Now we can consider the Christoffel symbol that you were trying to compute. It's the one for which sigma = 0 and mu = nu = 1. Now, since we have a prefactor of ##g^{\sigma \rho}## multiplying the whole expression, and sigma = 0, it must be true that rho = 0 as well, so that we have ##g^{00}##. For all other values of rho, the metric vanishes: ##g^{0\rho} = 0~\textrm{for}~\rho \neq 0##. What this also means is that the first two terms inside the parentheses vanish as well, because mu and nu are 1, whereas rho is 0, and g01 = g10 = 0 (off-diagonal elements). We are left with the third term in the parentheses:$$\Gamma^0_{11} = \frac{1}{2}g^{00}(-\partial_\rho g_{\mu \nu})$$ $$ = \frac{1}{2}g^{00}(-\partial_0 g_{11})$$Now, the ∂'s are shorthand for partial derivatives with respect to the coordinates. In particular, ∂0 is a shorthand for ##\frac{\partial}{\partial x_0} = \frac{\partial}{\partial t}## Also, since g00 = c, it must be that g00 = 1/c (because of the statement in blue above). So we have:$$\Gamma^0_{11} = \frac{1}{2}g^{00}(-\partial_0 g_{11}) = \frac{1}{2c}\left[-\frac{\partial}{\partial t}\left( -\frac{a^2}{1-kr^2}\right)\right]$$Remember that a(t) is a function of time, whereas r, which is a coordinate, does not depend on t (coordinates are considered to be independent variables).
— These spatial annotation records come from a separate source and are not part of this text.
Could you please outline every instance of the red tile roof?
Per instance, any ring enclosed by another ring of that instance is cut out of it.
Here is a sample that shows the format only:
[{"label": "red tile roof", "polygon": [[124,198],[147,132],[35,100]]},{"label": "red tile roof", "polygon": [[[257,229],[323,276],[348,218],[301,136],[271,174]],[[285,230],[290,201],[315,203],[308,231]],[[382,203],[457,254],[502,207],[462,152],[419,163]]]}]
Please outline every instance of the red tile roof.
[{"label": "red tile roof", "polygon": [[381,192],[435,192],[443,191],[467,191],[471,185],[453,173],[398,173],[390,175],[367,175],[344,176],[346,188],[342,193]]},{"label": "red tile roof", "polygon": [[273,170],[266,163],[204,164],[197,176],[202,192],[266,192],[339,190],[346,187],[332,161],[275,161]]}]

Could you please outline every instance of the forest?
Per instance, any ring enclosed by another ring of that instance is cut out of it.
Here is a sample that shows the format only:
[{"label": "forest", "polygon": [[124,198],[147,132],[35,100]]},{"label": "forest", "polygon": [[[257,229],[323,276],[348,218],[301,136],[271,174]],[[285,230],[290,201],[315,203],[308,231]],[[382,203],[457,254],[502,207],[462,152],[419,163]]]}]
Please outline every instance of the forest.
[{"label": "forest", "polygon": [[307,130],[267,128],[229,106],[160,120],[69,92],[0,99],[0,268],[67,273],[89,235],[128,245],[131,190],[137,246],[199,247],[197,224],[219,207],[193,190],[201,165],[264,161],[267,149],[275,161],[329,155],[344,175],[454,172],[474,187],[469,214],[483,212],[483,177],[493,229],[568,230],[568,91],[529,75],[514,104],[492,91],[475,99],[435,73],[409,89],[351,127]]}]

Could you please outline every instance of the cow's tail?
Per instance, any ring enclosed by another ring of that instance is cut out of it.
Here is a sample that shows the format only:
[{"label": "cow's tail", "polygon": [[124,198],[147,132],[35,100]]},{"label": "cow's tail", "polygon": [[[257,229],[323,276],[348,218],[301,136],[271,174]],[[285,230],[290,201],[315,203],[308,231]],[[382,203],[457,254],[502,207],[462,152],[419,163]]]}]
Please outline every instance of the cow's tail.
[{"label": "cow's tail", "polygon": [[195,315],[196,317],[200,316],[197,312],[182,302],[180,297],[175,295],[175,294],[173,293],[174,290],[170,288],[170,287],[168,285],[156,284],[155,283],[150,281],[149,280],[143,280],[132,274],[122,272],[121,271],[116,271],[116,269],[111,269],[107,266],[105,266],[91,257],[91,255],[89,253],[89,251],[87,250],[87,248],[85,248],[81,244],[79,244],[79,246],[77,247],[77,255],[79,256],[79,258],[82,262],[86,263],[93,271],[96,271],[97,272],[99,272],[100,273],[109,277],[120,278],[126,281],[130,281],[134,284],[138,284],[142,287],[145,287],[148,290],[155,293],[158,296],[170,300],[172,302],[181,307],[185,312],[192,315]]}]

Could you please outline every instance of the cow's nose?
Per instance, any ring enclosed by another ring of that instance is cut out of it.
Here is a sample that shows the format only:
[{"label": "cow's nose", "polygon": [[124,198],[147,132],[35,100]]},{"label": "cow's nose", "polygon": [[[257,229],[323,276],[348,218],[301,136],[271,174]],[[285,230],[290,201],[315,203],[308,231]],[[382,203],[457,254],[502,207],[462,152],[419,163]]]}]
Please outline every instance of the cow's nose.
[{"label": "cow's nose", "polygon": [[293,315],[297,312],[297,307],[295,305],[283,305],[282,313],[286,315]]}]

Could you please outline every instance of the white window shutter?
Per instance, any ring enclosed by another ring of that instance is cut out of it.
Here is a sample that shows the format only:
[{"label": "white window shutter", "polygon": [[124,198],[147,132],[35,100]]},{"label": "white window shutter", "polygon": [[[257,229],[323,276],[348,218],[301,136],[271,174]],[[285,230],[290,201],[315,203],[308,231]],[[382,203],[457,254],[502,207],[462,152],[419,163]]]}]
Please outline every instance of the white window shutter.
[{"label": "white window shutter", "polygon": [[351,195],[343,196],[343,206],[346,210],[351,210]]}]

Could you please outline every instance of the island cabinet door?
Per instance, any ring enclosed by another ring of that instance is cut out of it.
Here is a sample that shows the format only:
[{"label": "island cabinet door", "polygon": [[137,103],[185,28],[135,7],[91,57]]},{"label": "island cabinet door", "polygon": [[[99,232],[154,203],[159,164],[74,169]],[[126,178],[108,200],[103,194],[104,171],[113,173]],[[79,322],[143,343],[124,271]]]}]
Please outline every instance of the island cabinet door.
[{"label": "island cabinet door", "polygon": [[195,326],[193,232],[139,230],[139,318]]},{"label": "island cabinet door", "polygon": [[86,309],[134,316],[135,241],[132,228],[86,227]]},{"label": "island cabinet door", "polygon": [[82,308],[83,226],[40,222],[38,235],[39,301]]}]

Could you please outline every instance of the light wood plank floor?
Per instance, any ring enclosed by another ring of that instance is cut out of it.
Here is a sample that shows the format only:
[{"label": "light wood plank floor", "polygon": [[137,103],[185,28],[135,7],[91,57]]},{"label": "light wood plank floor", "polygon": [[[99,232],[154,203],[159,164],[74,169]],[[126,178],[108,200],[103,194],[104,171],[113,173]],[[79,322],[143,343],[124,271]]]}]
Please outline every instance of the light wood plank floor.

So:$$\Gamma^0_{11} = \frac{1}{2c}\frac{1}{1-kr^2}\left(+\frac{\partial }{\partial t} (a^2) \right) = \frac{1}{2c(1-kr^2)}2a\frac{\partial a}{\partial t} = \frac{1}{2c(1-kr^2)}2a\dot{a}$$ $$ = \frac{a\dot{a}}{c(1-kr^2)}$$Does this make sense?
 
Last edited:
  • #3
yeah thanks but shouldn't it be [itex]c^{2}[/itex].
I think i see know so;
[itex] \partial_{0} = \partial_{t} [/itex]
[itex]\partial_{1} = \partial_{2}[/itex]
[itex]\partial_{2} = \partial_{\theta}[/itex]
[itex]\partial_{3} = \partial_{\phi}[/itex]
 
  • #4
pleasehelpmeno said:
yeah thanks but shouldn't it be [itex]c^{2}[/itex].

Yeah, good point, g00 should be c2. I am not sure if it is supposed to be c2 in the final answer for ##\Gamma_{11}^0## as well, or if I just missed a factor of c somewhere. However, you get the idea.
pleasehelpmeno said:
I think i see know so;
[itex] \partial_{0} = \partial_{t} [/itex]
[itex]\partial_{1} = \partial_{2}[/itex]
[itex]\partial_{2} = \partial_{\theta}[/itex]
[itex]\partial_{3} = \partial_{\phi}[/itex]

If you meant to write this: [itex]\partial_{1} = \partial_{r}[/itex], then yes. In general:$$\partial_\mu \equiv \frac{\partial}{\partial x_\mu}$$
 
  • #5
oh yes thx, yeah I am doing them now, might c equal 1 to avoid this problem lol.
 
  • #6
pleasehelpmeno said:
oh yes thx, yeah I am doing them now, might c equal 1 to avoid this problem lol.
In general, yeah, I'd just set c=1. You can figure out the factors of c you need later by examining the units (e.g. if you have a distance, but end up with units in seconds, you need to multiply by a factor of c).
 
  • #7
can i ask one more question about lowering indices is:
[itex]g_{\mu\nu}g_{\mu\nu}T^{\mu\nu} = T g_{\mu\nu} = T_{\mu\nu}[/itex]
and is:
[itex]g_{\mu\nu}g_{\mu\nu}u^{\mu} = g_{\mu\nu} u_{\nu} = u_{\mu}[/itex]
 
  • #8
pleasehelpmeno said:
can i ask one more question about lowering indices is:
[itex]g_{\mu\nu}g_{\mu\nu}T^{\mu\nu} = T g_{\mu\nu} = T_{\mu\nu}[/itex]
No. The operation [itex]g_{\mu\nu}T^{\mu\nu} = T[/itex] is a contraction over all indices, which reduces the tensor to a scalar, which removes much of the information of the tensor. Instead, you have to do the following operation:

[tex]g_{\mu\sigma}g_{\nu\tau}T^{\mu\nu} = T_{\sigma\tau}[/tex]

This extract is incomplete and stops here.